The type of border checks being done in Angola, a response to surges linked to variants found in nearby countries, is a good example of putting surveillance into action, de Oliveira says. Samples from the airport have turned up not only the new strain, but plenty of examples of B.1.351 and B.1.1.7, the variants of concern first identified in South Africa and the United Kingdom and now circulating worldwide. He thinks catching those kinds of cases early is a crucial part of why Angola didn’t experience the same surge its neighbors did at the beginning of this year. Conducting surveillance at travel hubs also increases overall coverage; the researchers had no way of doing genomic surveillance in Tanzania, for example, until those three travelers happened upon the border check.

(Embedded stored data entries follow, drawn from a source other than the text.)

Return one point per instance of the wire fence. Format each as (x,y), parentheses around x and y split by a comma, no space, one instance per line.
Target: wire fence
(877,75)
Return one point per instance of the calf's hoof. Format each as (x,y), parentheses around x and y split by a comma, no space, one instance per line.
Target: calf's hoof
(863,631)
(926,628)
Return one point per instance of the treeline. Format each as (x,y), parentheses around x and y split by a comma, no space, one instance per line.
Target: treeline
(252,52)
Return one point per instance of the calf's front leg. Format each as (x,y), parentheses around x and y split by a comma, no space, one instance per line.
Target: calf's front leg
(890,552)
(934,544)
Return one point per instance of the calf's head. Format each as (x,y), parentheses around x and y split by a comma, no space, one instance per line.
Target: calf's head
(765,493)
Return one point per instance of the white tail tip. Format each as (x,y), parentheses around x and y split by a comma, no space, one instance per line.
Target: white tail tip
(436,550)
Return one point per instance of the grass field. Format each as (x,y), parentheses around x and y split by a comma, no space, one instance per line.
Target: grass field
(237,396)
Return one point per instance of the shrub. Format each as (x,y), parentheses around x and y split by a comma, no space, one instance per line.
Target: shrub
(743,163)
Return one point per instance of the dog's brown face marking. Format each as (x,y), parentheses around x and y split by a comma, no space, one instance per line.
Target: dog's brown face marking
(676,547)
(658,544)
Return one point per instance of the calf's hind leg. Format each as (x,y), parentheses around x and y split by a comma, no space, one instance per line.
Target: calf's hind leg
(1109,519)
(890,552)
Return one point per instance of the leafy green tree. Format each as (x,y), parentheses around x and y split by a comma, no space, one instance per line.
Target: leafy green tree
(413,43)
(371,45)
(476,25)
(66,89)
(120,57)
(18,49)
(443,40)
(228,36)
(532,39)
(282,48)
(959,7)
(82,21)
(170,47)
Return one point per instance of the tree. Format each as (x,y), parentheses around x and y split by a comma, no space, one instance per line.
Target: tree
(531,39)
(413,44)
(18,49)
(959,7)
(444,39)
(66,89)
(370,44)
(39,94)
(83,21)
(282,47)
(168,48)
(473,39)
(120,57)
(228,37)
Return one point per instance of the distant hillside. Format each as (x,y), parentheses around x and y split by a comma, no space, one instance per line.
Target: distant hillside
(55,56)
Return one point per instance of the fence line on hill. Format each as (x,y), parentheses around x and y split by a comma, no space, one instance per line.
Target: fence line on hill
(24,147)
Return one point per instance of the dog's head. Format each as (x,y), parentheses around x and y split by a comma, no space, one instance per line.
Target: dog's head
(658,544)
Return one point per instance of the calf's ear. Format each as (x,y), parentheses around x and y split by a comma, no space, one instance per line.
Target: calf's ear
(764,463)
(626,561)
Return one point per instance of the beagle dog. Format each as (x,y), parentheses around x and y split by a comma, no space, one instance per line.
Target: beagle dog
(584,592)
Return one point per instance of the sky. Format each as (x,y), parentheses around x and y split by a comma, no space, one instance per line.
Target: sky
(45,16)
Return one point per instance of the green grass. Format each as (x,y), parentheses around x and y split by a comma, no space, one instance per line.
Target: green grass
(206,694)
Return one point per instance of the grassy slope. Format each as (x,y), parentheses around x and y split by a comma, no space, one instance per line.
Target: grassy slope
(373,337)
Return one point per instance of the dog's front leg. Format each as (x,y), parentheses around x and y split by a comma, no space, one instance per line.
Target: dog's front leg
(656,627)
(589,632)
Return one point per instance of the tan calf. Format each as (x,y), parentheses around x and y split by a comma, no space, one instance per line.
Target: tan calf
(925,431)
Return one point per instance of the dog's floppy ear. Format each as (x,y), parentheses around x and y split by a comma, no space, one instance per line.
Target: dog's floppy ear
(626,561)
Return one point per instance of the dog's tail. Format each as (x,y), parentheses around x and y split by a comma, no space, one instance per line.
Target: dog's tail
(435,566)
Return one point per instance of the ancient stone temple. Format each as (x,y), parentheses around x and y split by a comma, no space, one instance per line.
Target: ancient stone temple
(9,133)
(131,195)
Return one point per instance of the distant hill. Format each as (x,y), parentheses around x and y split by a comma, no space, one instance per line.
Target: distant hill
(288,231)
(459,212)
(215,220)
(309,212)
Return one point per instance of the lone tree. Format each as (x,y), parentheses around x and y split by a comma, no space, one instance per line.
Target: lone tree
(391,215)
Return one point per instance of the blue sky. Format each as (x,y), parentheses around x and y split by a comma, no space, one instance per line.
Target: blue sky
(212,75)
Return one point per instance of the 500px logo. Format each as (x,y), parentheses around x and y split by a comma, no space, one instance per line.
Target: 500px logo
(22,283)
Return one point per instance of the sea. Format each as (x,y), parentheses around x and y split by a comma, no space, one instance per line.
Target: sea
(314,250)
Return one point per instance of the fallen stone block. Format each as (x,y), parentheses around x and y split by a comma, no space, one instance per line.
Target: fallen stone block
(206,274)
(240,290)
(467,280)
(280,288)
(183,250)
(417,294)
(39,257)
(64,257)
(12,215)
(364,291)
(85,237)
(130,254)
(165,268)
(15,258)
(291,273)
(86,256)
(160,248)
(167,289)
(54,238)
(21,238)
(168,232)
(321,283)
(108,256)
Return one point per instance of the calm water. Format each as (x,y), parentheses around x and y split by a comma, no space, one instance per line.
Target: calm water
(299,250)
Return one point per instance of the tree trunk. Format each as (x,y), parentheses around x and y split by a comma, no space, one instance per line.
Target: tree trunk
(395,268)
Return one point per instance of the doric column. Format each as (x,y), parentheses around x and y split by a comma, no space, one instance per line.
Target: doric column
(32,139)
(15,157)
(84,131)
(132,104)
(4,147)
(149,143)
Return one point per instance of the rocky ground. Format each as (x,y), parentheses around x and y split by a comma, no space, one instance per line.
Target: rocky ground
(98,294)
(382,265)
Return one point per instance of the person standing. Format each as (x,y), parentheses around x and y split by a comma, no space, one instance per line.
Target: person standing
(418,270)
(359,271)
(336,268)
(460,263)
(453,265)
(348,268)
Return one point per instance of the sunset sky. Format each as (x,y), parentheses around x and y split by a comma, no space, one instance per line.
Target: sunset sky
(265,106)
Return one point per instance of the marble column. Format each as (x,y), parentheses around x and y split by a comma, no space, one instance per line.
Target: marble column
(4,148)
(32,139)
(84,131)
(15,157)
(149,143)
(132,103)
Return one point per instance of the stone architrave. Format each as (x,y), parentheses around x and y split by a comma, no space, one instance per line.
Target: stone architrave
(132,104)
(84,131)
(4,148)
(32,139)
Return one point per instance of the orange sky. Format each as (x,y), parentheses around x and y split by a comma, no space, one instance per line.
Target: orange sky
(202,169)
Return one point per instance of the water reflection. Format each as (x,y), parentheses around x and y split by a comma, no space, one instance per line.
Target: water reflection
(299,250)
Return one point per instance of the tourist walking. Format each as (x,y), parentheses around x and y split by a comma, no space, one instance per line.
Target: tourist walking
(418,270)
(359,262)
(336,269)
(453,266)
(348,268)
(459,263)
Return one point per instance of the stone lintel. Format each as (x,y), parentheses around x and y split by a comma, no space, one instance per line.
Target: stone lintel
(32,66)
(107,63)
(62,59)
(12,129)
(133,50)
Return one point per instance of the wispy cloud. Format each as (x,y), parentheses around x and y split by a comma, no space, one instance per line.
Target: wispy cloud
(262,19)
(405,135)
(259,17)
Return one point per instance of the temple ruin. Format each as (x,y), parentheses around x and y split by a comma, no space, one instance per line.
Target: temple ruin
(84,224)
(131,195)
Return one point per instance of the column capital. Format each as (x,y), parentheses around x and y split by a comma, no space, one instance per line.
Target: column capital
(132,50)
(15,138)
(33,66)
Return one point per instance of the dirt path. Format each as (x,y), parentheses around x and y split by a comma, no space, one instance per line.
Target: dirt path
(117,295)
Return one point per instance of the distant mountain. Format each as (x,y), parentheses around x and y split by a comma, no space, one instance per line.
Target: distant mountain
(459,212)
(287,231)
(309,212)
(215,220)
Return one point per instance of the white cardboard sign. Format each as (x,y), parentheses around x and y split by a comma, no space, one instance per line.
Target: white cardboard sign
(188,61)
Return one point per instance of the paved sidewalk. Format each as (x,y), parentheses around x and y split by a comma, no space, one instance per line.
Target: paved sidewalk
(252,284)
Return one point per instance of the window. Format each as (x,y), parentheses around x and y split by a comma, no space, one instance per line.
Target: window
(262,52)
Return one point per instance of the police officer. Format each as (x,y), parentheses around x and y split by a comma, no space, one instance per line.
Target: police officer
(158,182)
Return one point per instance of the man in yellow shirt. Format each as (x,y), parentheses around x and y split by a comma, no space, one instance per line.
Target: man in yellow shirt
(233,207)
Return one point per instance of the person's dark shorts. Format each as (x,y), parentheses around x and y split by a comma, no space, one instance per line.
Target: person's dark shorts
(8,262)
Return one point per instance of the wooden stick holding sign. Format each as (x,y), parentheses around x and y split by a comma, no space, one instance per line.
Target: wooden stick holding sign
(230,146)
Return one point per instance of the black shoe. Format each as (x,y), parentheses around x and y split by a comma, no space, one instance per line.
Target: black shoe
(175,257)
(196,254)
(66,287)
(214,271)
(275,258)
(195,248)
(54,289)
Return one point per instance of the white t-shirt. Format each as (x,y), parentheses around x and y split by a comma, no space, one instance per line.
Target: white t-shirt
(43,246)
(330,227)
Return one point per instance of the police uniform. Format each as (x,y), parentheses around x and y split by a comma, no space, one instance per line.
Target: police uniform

Even when worrisome variants take hold, the ability to track them has bearing on what public health measures officials can take. “Sequencing really helps because you understand the patterns of human migration for a variant,” Happi says. In Nigeria this winter, for example, the government grew concerned about a surge of unknown origin. It was impossible at first to tell if the virus was spreading faster, or if human behavior was the cause. Genome sequencing revealed it was driven by B.1.1.7, the variant that was first identified in the United Kingdom, allowing health officials to identify hot spots and, importantly, give the public an explanation for why it was necessary to hunker down. Similarly, when researchers at the Uganda Virus Research Institute identified a novel variant circulating there, surveillance led to more testing in prisons and on cross-country trucking routes, where the strain was found to be most densely concentrated.
What has shocked researchers about the variant identified in the Tanzanian travelers is that it is so distantly related to other variants of concern. It’s a member of the so-called “A lineage”—sometimes dubbed the “19 lineage” since it appeared in 2019—and is the closest known relative to the virus that first spilled into humans. “My postdoc sent me a Slack message saying, ‘WTF the A lineage??’” says Bill Hanage, an epidemiologist at Harvard University who studies viral evolution. Variants of the A lineage are still picked up from time to time, but by early 2020, most of them had been outcompeted by members of the still-reigning B lineage. The finding underlines the power of human networks in how viruses spread, Hanage adds. B-lineage variants clearly acquired mutations that made them fit to spread across the world, but what if they also got boosted by luck? It’s possible that viruses of the B lineage simply happened to take root early on in densely populated places like New York City and Italy, and from there they took over the world.